# Migration 4.01 Hierarchy

Migration 4.01 uses the "Country of Residence Groupings" outlined in the supporting info spreadsheet
'internalmigrationtableofcontents.xls'. This is what we've used to create the countries
hierarchy.csv file.

It's possibe the name may change, the table itself is linked to from the 'Contents' tab of the
spreadsheets we're transforming.

The "Country of Residence Groupings" has numerous caveats but it won't be necessary to rebuild it every time
(a change in grouping means a new edition and a new hierarchy but countries don't change groups every year).

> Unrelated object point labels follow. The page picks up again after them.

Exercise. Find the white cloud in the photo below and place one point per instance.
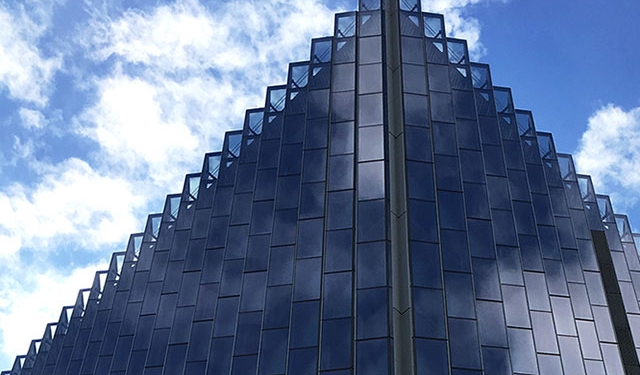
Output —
(71, 200)
(458, 24)
(30, 300)
(32, 119)
(609, 151)
(24, 72)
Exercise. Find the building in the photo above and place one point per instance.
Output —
(388, 211)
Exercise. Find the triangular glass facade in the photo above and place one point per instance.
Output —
(388, 211)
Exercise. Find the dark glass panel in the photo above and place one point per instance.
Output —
(281, 266)
(372, 265)
(441, 107)
(277, 307)
(315, 165)
(339, 251)
(425, 265)
(372, 311)
(485, 278)
(337, 295)
(459, 295)
(428, 313)
(371, 221)
(491, 323)
(369, 78)
(342, 138)
(307, 281)
(336, 344)
(444, 139)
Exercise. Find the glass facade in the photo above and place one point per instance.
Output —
(388, 211)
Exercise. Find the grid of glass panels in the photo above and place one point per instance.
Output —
(276, 258)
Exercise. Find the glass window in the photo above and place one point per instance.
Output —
(371, 221)
(475, 197)
(496, 361)
(304, 324)
(509, 265)
(571, 358)
(339, 250)
(231, 277)
(280, 266)
(422, 221)
(588, 340)
(412, 50)
(371, 180)
(372, 357)
(273, 351)
(226, 315)
(463, 338)
(523, 356)
(278, 304)
(315, 165)
(337, 294)
(414, 79)
(459, 295)
(485, 278)
(432, 356)
(503, 228)
(472, 168)
(543, 332)
(370, 109)
(537, 293)
(441, 107)
(370, 78)
(491, 324)
(455, 253)
(371, 143)
(252, 296)
(307, 283)
(563, 316)
(342, 141)
(257, 253)
(316, 133)
(420, 180)
(341, 172)
(447, 173)
(342, 106)
(481, 238)
(303, 361)
(372, 312)
(372, 265)
(340, 210)
(428, 312)
(416, 110)
(439, 77)
(444, 138)
(311, 200)
(265, 184)
(370, 50)
(284, 229)
(343, 77)
(310, 238)
(515, 306)
(336, 344)
(464, 105)
(425, 265)
(417, 143)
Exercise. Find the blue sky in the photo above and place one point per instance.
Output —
(105, 106)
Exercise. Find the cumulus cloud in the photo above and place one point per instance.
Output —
(609, 151)
(25, 73)
(70, 200)
(458, 24)
(29, 302)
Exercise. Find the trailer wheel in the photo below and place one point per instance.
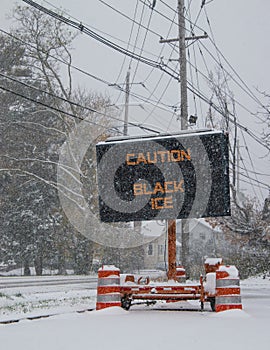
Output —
(213, 303)
(125, 302)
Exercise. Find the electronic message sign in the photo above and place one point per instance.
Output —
(164, 177)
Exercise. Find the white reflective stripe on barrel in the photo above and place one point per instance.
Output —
(228, 299)
(227, 282)
(109, 298)
(108, 281)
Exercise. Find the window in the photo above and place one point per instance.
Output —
(150, 249)
(160, 249)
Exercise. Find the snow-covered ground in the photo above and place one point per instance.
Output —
(145, 327)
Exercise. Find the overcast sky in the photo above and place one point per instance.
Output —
(240, 29)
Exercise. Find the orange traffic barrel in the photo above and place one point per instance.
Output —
(227, 289)
(108, 288)
(180, 274)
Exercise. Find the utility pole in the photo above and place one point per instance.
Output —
(127, 91)
(184, 125)
(184, 119)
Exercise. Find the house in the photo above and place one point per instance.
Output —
(203, 241)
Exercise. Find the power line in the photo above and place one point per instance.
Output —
(80, 27)
(70, 102)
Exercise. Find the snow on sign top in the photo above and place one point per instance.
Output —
(164, 177)
(213, 261)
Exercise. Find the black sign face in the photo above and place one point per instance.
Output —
(166, 177)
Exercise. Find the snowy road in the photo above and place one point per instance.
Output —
(148, 328)
(77, 282)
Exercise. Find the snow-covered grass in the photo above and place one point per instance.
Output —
(149, 327)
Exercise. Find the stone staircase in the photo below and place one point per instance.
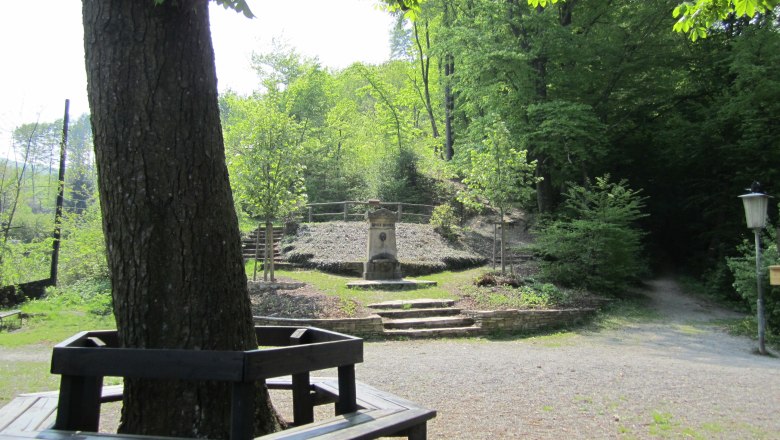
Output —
(424, 318)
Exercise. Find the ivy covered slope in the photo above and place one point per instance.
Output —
(341, 247)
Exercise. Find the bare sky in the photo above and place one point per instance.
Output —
(42, 49)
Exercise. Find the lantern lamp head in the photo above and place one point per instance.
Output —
(756, 204)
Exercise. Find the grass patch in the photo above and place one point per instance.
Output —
(18, 377)
(336, 285)
(624, 312)
(689, 329)
(748, 327)
(554, 340)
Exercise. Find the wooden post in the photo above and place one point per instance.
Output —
(257, 252)
(242, 410)
(78, 408)
(495, 232)
(347, 391)
(303, 405)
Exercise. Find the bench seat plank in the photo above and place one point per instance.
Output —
(361, 425)
(36, 416)
(323, 427)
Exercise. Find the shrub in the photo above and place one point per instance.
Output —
(744, 270)
(595, 243)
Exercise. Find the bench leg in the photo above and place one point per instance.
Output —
(242, 410)
(419, 432)
(79, 403)
(347, 392)
(303, 406)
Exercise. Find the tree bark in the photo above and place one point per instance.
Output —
(172, 236)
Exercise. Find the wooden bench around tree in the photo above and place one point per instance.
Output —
(7, 314)
(362, 412)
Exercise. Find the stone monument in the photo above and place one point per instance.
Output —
(382, 263)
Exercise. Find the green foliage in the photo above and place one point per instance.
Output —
(500, 291)
(743, 268)
(569, 134)
(265, 160)
(595, 244)
(83, 249)
(497, 174)
(24, 262)
(91, 295)
(444, 220)
(697, 17)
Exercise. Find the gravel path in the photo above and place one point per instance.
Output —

There's no way to forsee what future caveats will need to accomodated so this script may just be
a starting point the next time we need to build a hierarchy.csv file for migration 4.01.


In [1]:
# imports
from databaker.framework import *
import pandas as pd

# simple Dict to hold everything in until we're ready to switch to a dataframe
dictForFrame = {
    "Label":[],
    "Parent":[]
}

"""
IMPORTANT

the following switch, when True, will include the additional groupinds (EEA, EFTA, Commonwealth).
be aware these are regorupings of children that already appear in other more conventional groups.
"""
includeAdditionals = True


## Build The Higher Level Relationships

We'start by building the higher level groups that these groups will sit under, and connect them all up.

Will make this explicit as there aren't that many of them.


In [2]:
# Parent
dictForFrame["Label"].append("All countries of last or next residence")
dictForFrame["Parent"].append("")

# EU
dictForFrame["Label"].append("European Union")
dictForFrame["Parent"].append("All countries of last or next residence")

dictForFrame["Label"].append("European Union EU15")
dictForFrame["Parent"].append("European Union")
dictForFrame["Label"].append("European Union EU8")
dictForFrame["Parent"].append("European Union")
dictForFrame["Label"].append("European Union EU2")
dictForFrame["Parent"].append("European Union")
dictForFrame["Label"].append("Other European Union")
dictForFrame["Parent"].append("European Union")


# Non Eu - Europe exc European Union
dictForFrame["Label"].append("Non European Union")
dictForFrame["Parent"].append("All countries of last or next residence")

dictForFrame["Label"].append("Europe exc European Union")
dictForFrame["Parent"].append("Non European Union")


# NonEu - Asia
dictForFrame["Label"].append("Asia")
dictForFrame["Parent"].append("Non European Union")

dictForFrame["Label"].append("Middle East and Central Asia")
dictForFrame["Parent"].append("Asia")
dictForFrame["Label"].append("East Asia")
dictForFrame["Parent"].append("Asia")
dictForFrame["Label"].append("South Asia")
dictForFrame["Parent"].append("Asia")
dictForFrame["Label"].append("South East Asia")
dictForFrame["Parent"].append("Asia")


# NonEu - Rest of World
dictForFrame["Label"].append("Rest of World")
dictForFrame["Parent"].append("Non European Union")

dictForFrame["Label"].append("Sub-Saharan Africa")
dictForFrame["Parent"].append("Rest of World")
dictForFrame["Label"].append("North Africa")
dictForFrame["Parent"].append("Rest of World")
dictForFrame["Label"].append("North America")
dictForFrame["Parent"].append("Rest of World")
dictForFrame["Label"].append("Central and South America")
dictForFrame["Parent"].append("Rest of World")
dictForFrame["Label"].append("Oceania")
dictForFrame["Parent"].append("Rest of World")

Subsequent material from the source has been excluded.